Metabolic Syndrome, Obesity, Dysbiosis using Extended FMT Therapy

Designed by Evelyn Tully Costa


Goals: To improve health markers for pre-diabetes, metabolic syndrome and obesity (e.g. elevated fasting glucose, insulin, AIC, triglyceride and weight levels) by administering a series of medically supervised FMTs over a 3 month period using rigorously screened “super donors”.
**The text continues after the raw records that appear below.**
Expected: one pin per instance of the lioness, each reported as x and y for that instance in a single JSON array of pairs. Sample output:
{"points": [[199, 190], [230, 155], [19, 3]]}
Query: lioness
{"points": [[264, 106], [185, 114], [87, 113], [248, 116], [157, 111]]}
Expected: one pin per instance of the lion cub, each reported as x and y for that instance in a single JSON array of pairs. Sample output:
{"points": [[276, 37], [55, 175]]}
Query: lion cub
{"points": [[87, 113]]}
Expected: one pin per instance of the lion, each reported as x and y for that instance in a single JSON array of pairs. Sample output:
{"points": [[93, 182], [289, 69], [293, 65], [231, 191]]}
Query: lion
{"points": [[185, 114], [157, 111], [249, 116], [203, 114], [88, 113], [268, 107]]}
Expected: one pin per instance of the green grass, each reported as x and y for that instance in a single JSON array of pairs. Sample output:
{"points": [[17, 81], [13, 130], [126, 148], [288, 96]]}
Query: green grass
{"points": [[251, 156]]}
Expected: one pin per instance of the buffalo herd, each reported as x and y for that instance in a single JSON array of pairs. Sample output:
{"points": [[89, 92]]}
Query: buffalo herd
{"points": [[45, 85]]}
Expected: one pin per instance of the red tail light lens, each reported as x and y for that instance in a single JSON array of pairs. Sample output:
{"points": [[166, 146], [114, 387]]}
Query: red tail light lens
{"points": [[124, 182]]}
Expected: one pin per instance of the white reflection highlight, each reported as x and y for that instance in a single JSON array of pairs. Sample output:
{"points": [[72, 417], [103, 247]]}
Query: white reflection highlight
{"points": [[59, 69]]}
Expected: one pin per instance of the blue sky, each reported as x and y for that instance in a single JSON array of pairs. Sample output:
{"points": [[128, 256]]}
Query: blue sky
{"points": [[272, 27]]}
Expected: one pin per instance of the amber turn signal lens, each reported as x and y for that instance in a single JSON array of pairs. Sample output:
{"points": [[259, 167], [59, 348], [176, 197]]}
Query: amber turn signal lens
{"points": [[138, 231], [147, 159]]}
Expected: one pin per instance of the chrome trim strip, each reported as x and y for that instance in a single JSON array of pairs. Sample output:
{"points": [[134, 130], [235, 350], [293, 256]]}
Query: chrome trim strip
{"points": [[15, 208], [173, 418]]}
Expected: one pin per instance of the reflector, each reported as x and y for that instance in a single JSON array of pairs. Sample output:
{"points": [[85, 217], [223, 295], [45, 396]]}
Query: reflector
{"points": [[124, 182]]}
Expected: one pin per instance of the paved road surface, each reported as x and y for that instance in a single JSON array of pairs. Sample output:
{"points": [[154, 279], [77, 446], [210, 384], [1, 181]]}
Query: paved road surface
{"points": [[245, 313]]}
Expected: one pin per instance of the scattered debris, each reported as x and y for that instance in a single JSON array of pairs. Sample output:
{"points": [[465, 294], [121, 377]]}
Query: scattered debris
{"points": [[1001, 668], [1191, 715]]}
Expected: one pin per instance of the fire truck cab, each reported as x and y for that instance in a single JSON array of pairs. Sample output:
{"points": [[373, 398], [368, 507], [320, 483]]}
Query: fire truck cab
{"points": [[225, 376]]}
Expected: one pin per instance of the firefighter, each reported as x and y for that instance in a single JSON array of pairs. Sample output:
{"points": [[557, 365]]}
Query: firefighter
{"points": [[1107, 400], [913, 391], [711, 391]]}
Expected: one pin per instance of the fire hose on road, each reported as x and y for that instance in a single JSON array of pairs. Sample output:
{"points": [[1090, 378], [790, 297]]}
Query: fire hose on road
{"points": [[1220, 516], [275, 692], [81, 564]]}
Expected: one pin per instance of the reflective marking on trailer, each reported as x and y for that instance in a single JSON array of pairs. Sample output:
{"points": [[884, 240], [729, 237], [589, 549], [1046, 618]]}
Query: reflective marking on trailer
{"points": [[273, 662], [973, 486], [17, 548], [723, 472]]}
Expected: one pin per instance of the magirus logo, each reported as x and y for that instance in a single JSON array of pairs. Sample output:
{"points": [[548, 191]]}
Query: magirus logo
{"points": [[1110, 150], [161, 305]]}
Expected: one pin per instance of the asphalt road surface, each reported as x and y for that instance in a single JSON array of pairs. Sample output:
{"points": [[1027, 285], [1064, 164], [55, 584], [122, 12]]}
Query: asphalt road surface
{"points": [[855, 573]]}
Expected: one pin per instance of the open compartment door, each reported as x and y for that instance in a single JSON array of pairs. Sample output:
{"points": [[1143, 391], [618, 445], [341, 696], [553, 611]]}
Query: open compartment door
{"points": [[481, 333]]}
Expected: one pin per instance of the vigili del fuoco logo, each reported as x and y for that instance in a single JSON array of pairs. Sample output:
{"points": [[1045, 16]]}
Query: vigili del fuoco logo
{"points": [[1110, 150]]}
Tracking Methods and Anticipated Outcomes:  Monthly blood panel and microbiome DNA screenings to measure any changes in gut flora populations and blood work by correlating and tracking improvements in microbial diversity linked to measurable improvements in health markers.


The Science Behind FMTs: Mounting evidence linking disruptions of the gut microbiome (dysbiosis) and a host of chronic diseases is prompting multiple studies, research and treatment possibilities using FMTs and or extracted “human probiotic” capsules to treat, among other conditions: C.diff infections, Crohn’s, ulcerative colitis, IBS, diabetes, metabolic syndrome, high blood pressure, obesity, depression, autism, autoimmune diseases (diabetes Type 1, Celiac, Parkinson’s, MS, Rheumatoid Arthritis, certain skin conditions et al). 


In addition to FMTs 98% success rates reported for C.diff infections, case studies are producing   encouraging observational results for ulcerative colitis and Crohn’s in medically supervised, (in some cases) self-administered extended treatments which have proven just as effective as GI supervised, in medical settings.  Donor and recipient health information regarding these cases is not readily available.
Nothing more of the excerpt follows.